I'm liking this idea of veggies mixed in with the scalloped potatoes, thanks for the idea!

I am also quite interested in how you reheat the ham. I also have found I do not like using thawed toupie hams for the same reason, weird texture and watery, yuk. So next time I see them on sale, I'm going to buy one and give this a try. I've been avoiding buying them because our family just doesn't eat much ham at any one time and without the option of freezing, it wasn't worth the purchase.

Aunt B said...

You're welcome Lyne. :) I'm glad I could provide you with some useful ideas.

Seren Dippity said...

Love the idea of mixing in different veggies. Basically though you only use salt and pepper to season the dish? I used to make a scalloped potato dish similar to this (excluding the additional veggies) that also had about 1/2 cup of diced green onion and some herbs. I didn't make it for years and when I tried to recreate it something is off. I can't find any notes in my recipe files or cookbooks. So I scanned the internet to see what a standard recipe is for scalloped potatoes. I have found that nobody knows the difference between scalloped and au gratin. Almost every recipe that I have found called Scalloped is full of cheese. Makes me want to _scream_. I thank you for not having cheese in your scalloped veggies. ;-D I'm about to give up on finding what herbs I used.

Aunt B said...

I use different seasonings in my scalloped veggies depending upon what I have on hand. Because it works so well with cream sauce, I often add nutmeg. Depending upon what vegetables you use, thyme and parsley often work well. If you're just using potatoes, using potatoes and cabbage, or potatoes and beets, dill can be a nice addition.

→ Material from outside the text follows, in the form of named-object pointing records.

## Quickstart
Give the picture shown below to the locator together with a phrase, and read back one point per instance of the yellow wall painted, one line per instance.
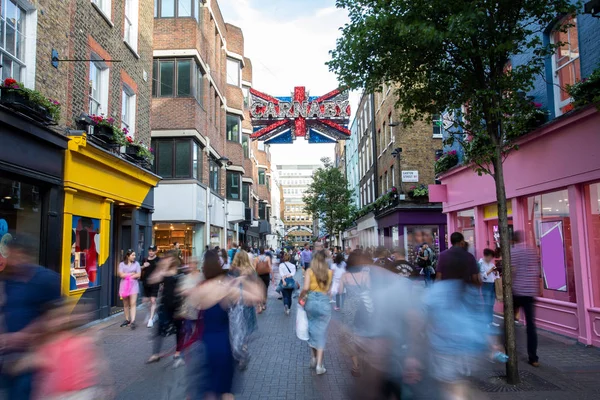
(95, 179)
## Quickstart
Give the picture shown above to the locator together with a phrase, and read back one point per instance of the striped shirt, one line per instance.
(526, 266)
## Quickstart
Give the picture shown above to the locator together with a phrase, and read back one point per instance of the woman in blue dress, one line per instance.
(215, 297)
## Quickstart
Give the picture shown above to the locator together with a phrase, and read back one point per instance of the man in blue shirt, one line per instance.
(26, 289)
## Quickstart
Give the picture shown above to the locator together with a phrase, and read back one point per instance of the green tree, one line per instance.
(328, 198)
(453, 55)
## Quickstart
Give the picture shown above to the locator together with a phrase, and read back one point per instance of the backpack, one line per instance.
(262, 266)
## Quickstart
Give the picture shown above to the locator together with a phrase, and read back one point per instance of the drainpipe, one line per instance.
(208, 205)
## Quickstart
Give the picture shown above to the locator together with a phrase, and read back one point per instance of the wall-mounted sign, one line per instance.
(410, 176)
(321, 119)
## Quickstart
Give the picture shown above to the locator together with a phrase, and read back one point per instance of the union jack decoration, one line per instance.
(318, 119)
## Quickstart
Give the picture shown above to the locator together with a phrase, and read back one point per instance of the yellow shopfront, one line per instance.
(108, 207)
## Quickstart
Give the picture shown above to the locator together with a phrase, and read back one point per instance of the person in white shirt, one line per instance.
(488, 273)
(339, 269)
(287, 272)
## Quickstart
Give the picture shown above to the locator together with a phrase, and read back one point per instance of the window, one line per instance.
(234, 69)
(104, 6)
(177, 78)
(246, 145)
(548, 229)
(438, 126)
(12, 40)
(214, 175)
(234, 123)
(128, 110)
(131, 23)
(178, 159)
(98, 97)
(176, 8)
(566, 64)
(246, 194)
(233, 185)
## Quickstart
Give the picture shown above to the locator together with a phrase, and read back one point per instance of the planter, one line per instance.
(16, 99)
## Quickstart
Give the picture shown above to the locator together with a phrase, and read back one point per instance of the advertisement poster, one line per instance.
(84, 253)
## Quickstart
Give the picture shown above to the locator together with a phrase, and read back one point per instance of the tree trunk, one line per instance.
(512, 367)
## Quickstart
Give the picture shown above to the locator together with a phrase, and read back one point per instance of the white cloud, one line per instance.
(289, 52)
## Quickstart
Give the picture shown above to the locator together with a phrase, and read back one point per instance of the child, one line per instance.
(77, 375)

Culinarians differ between scalloped dishes and au gratin dishes in this way: A scalloped dish contains milk or cream, usually thickened with some sort of roux. A gratin contains cheese as well as milk or cream. In France a gratin is even more specific: It refers to a casserole cooked in a gratin dish (a shallow, oven proof, ceramic container, without a lid), made with a sauce which may or may not contain cheese, but always topped with a "crust" of cheese, sometimes mixed with breadcrumbs.

I hope this helps. :)

Tamika Rybinski said...

looks yummy, what an easy to follow tutorial! Thanks for sharing!
www.notimefortea.com

Aunt B said...

Thanks Tamika. I'm glad you found the tutorial easy to follow. I appreciate you taking the time to check it out.